How Anxiety Changes the Equation
Performance anxiety creates a feedback loop that works against lasting longer. When you’re anxious, your sympathetic nervous system (the fight-or-flight system) ramps up. This heightened state can push you toward climax faster. It also pulls your attention away from the physical sensations that help you gauge where you are on the arousal curve, making it harder to use pacing techniques effectively.
The mental side of this is just as important as the physical. Men who are intensely focused on not finishing too soon are, paradoxically, more likely to do exactly that. The anxiety itself becomes the problem. Cognitive behavioral approaches address this by reframing the goal. Instead of trying not to climax, you redirect focus toward pleasurable sensations and physical awareness. Mindfulness during sex, paying attention to breathing, movement, and what feels good rather than monitoring a mental countdown, can meaningfully shift the dynamic.
For men in relationships, couples therapy or even just open conversation with a partner can reduce the pressure. When both people understand that timing varies and that finishing quickly isn’t a failure, the anxiety often loosens its grip. Some therapists specifically encourage men to stop prioritizing their partner’s experience at their own expense during sex, giving themselves permission to move in ways that feel good rather than performing.
Combining Approaches for the Best Results
Most men get the best outcome from stacking strategies rather than relying on a single one. A realistic combination might look like regular pelvic floor exercises as a long-term foundation, a delay spray or condom for immediate help, and practicing the stop-start method during both solo and partnered sex. If anxiety is a factor, addressing it through mindfulness or therapy makes every other technique work better.
Medications can be layered on top of behavioral methods when the issue is more persistent.
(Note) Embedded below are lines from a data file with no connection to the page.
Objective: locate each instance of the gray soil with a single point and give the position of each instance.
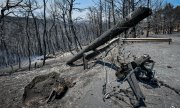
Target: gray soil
(87, 93)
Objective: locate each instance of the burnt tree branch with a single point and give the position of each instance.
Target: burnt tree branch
(130, 21)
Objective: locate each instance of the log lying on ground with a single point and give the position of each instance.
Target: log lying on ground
(131, 20)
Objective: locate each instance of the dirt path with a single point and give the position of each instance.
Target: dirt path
(87, 93)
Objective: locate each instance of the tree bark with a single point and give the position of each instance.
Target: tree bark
(130, 21)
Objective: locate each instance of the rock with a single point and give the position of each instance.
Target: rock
(45, 88)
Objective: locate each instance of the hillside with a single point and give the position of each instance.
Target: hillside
(87, 93)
Some men use an SSRI for a period of months to break the cycle of anxiety and quick finishing, then taper off once they’ve built confidence and better body awareness. Others stay on a low dose long-term. The approach depends on severity, side effect tolerance, and personal preference.
What rarely works is doing nothing and hoping the problem resolves on its own. Ejaculatory timing has a strong biological component, but it also responds reliably to intervention. The range of available tools, from free exercises to pharmacy products to prescriptions, means there’s almost always something that helps.